On 11/4/2020 5:41 AM, Jim Wilkins wrote:
I'm trying to design a sharpening jig for my bandsaw mill blades that

uses a hand-held Dremel as a cam-guided router. I think I know how to
make the positioning fixture, and mill a cam to guide a bearing on the
bit shank, but I have no experience with milling moderately hard wood
saw blade steel, or a worn-out blade to practice on. Presumably the
choices are ceramic or diamond grinding bits or HSS or carbide milling
cutters. The gullet curve has a minimum radius of 3/32" which I'd like
to preserve by using 1/8" or 3/16" cutters so the blades can still be
resharpened without difficulty on commercial equipment.

The cam milling setup would be a pin the diameter of the cutter bit

clamped upright on the milling machine table, centered under an endmill
the diameter of the routing bit shank bearing OD, like 0.500. I have a
short section of new blade to clamp under the cam blank to trace the
gullet shape against the lower pin, and once the straight front and top
rake sections have been started they could be extended beyond the tooth
tip by clamping the blank at the 30 or 8 degree rake angle and moving
the table. The limitation is that there's no way to adjust for wear on
the bit beyond moving it endwise in the collet, thus an HSS or carbide
cutter should be better than a stone IF they hold up long enough.

The teeth have to be set sideways and perhaps reset to the opposite

side so they are are soft enough to file, which I just confirmed. My
Scleroscope doesn't measure the Rc hardness of objects less than ~1"
thick reliably even if they are solidly clamped in the milling vise. I
checked it against samples of known hardness while taking blacksmithing
classes.
http://www.detroitflame.com/HardnessTester.htm

The shop that sharpens my blades told me they recently replaced some

old equipment, so maybe the problems I'm having will be gone when my
resharpened blades arrive next week.



While I don't have direct experience I can refer you to YouTube where
there are a few bandsaw mill blade sharpening videos. A few show
commercial sharpening systems that I found to be very educational. Most
seem to us a diamond blade or wheel.
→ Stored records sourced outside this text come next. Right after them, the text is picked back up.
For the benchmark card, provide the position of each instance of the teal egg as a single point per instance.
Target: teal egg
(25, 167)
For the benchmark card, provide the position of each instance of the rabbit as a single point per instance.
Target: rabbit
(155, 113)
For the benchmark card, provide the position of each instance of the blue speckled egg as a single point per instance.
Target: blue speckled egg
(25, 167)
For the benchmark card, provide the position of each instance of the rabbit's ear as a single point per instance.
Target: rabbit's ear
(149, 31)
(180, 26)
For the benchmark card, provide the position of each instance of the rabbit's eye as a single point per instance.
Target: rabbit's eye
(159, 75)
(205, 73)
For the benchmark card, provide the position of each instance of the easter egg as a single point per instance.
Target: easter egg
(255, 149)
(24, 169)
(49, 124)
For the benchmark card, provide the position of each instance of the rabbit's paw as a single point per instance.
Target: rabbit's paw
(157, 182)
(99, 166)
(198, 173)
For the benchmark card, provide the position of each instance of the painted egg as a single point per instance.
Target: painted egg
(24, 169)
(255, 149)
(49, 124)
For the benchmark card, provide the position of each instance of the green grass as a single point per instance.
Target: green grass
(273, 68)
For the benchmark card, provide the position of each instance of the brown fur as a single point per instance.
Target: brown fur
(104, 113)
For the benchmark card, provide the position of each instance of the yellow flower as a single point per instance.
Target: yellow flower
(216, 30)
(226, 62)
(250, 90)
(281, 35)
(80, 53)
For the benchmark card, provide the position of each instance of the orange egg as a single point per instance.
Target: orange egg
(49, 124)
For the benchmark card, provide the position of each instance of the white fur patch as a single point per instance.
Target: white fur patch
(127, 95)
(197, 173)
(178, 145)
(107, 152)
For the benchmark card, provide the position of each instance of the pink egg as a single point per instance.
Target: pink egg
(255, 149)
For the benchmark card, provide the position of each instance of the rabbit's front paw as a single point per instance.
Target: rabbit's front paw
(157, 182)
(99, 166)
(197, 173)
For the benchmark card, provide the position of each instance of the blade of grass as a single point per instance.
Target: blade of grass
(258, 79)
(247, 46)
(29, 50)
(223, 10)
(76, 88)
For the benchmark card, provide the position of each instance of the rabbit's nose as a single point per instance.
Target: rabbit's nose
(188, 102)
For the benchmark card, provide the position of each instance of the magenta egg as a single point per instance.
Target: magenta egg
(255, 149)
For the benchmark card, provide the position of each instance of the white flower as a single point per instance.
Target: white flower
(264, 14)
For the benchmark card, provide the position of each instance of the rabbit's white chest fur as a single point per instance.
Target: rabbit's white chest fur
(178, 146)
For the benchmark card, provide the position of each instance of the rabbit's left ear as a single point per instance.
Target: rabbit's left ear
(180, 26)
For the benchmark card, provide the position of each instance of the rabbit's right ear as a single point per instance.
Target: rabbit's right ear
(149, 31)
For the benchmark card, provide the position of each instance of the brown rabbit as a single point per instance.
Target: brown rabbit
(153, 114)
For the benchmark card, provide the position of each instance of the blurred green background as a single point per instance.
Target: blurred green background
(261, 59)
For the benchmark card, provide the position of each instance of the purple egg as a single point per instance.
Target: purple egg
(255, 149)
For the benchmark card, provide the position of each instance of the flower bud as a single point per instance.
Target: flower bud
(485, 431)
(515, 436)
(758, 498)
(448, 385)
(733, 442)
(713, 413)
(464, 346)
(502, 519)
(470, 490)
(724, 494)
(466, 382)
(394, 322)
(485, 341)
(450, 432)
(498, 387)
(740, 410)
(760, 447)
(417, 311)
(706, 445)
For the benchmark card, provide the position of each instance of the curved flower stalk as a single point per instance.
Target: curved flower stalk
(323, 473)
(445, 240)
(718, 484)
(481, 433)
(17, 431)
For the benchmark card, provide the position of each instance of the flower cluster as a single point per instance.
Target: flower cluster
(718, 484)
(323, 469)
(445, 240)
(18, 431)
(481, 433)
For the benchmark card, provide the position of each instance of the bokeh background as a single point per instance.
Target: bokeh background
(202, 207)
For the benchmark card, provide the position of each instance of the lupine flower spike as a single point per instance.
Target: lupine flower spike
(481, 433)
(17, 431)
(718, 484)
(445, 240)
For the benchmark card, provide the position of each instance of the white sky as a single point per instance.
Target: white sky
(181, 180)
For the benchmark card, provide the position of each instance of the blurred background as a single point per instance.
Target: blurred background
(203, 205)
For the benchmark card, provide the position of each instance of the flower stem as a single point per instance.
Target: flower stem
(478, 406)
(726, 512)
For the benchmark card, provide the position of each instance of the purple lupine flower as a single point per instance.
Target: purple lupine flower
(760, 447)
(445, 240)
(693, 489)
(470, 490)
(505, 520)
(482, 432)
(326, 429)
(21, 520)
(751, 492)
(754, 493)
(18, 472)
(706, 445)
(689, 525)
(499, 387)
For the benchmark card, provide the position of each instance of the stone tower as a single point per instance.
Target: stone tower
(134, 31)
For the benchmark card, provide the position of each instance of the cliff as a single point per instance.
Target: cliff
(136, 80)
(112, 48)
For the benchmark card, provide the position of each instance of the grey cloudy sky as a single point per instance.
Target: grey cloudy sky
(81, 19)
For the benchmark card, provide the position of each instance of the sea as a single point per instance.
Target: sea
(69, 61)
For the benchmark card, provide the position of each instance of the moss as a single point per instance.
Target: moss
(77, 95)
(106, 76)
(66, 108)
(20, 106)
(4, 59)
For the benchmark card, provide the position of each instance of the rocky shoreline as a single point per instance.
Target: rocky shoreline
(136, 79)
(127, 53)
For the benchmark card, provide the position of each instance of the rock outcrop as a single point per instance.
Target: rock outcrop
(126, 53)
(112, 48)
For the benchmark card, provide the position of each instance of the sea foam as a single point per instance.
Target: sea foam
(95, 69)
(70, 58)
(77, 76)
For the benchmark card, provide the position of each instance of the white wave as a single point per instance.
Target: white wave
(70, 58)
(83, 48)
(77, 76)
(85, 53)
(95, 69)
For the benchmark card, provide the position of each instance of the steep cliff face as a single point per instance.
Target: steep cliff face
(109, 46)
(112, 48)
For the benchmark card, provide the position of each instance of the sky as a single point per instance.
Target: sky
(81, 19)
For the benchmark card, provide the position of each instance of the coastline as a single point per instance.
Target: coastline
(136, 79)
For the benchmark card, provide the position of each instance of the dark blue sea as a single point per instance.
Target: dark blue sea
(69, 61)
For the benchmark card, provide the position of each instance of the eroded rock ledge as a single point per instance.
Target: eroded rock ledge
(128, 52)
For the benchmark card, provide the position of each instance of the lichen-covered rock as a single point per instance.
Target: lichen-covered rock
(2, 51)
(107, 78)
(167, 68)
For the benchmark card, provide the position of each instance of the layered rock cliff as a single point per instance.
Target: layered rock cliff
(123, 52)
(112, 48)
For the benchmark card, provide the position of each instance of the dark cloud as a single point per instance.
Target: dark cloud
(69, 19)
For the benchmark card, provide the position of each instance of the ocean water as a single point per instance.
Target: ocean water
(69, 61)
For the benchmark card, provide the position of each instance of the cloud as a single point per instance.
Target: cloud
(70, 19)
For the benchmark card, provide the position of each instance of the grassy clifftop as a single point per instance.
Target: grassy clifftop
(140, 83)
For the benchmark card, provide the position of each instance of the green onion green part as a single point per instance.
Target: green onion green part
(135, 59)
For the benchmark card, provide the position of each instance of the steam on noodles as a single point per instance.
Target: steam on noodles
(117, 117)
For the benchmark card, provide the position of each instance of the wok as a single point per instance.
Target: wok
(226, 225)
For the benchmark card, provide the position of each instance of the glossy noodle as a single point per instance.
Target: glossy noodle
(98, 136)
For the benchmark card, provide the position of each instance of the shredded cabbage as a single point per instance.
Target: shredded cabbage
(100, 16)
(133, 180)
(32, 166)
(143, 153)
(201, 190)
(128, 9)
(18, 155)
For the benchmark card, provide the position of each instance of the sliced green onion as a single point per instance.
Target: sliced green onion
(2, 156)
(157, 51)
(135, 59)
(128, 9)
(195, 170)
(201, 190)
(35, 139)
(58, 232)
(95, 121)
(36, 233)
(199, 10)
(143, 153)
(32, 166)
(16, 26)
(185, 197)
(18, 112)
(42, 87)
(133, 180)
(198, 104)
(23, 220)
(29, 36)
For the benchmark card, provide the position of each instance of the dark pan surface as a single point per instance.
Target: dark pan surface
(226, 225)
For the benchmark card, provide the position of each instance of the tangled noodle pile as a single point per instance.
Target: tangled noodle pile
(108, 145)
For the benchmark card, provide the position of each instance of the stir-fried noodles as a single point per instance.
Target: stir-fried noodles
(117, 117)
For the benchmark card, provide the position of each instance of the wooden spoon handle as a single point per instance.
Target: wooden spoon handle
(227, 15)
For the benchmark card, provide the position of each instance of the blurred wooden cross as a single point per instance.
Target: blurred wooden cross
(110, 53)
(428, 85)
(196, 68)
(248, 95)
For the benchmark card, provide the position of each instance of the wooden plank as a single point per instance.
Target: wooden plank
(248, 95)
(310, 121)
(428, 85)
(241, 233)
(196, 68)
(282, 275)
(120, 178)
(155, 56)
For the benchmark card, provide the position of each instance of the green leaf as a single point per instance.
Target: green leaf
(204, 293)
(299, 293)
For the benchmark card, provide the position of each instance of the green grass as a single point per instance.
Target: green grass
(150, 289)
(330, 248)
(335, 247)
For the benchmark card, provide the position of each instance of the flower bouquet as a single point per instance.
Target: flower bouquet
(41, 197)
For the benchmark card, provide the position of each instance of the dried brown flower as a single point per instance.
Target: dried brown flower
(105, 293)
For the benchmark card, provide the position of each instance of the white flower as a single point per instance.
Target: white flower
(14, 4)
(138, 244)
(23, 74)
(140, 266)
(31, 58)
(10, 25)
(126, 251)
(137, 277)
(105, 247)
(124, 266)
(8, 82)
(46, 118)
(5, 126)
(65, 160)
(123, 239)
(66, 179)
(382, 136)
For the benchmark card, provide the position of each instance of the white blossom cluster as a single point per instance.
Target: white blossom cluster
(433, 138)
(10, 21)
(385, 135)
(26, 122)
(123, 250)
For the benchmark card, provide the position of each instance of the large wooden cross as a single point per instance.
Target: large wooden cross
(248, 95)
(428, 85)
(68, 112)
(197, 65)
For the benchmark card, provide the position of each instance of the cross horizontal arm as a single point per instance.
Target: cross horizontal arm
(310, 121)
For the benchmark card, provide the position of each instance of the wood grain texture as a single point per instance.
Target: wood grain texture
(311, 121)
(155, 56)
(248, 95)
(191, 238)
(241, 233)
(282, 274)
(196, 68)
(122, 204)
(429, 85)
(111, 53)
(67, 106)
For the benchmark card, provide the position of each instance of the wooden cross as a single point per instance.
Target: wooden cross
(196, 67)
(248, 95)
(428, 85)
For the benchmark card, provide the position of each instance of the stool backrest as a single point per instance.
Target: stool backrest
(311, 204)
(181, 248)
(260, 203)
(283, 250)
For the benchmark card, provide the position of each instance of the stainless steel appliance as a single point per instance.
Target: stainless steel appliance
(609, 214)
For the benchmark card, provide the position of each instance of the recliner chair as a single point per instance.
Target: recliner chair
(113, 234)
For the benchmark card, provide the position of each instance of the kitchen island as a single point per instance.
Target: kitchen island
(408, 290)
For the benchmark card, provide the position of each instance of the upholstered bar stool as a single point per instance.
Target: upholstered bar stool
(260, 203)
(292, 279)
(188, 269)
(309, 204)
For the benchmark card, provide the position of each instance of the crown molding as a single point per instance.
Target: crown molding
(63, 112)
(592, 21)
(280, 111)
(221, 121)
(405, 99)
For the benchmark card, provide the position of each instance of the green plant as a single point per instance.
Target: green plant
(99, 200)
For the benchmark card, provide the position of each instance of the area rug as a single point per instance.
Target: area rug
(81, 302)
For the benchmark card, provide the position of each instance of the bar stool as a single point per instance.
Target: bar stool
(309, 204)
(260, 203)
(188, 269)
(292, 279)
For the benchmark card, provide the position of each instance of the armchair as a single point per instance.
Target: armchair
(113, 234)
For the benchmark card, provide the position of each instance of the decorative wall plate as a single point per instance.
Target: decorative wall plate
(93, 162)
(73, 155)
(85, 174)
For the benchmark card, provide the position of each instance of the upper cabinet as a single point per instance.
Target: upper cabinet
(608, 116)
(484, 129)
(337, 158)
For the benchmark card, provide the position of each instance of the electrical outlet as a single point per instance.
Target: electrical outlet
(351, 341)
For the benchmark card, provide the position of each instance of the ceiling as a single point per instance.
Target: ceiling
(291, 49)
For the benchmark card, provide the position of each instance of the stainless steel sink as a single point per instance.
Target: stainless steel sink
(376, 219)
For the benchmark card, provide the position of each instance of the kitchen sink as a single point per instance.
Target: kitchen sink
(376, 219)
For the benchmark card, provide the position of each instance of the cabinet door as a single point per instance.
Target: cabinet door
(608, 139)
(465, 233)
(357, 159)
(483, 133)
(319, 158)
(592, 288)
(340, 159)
The time per tooth for basic
carbon or even HSS teeth is very short.

I think a simple ratchet dog and a quick clamp would work for indexing.
Set the angles for your sharpener twice per simple blade. Once for left
set and once for right set. Due to varying blade lengths the tooth
count may not come out even so always remember to paint/mark your blade
so you don't start accidentally reverse sharpening teeth when you get to
the end.

For my upright and horizontal bandsaws I have pretty much decided that
sharpeni8ng is not worth my time when I can buy M42 blades made to
length. If I had a large gap (low pitch) bandsaw mill blade I might be
tempted to sharpen. I do have one carbide tooth blade that might
marginally be worth sharpening instead of replacing... and its dull.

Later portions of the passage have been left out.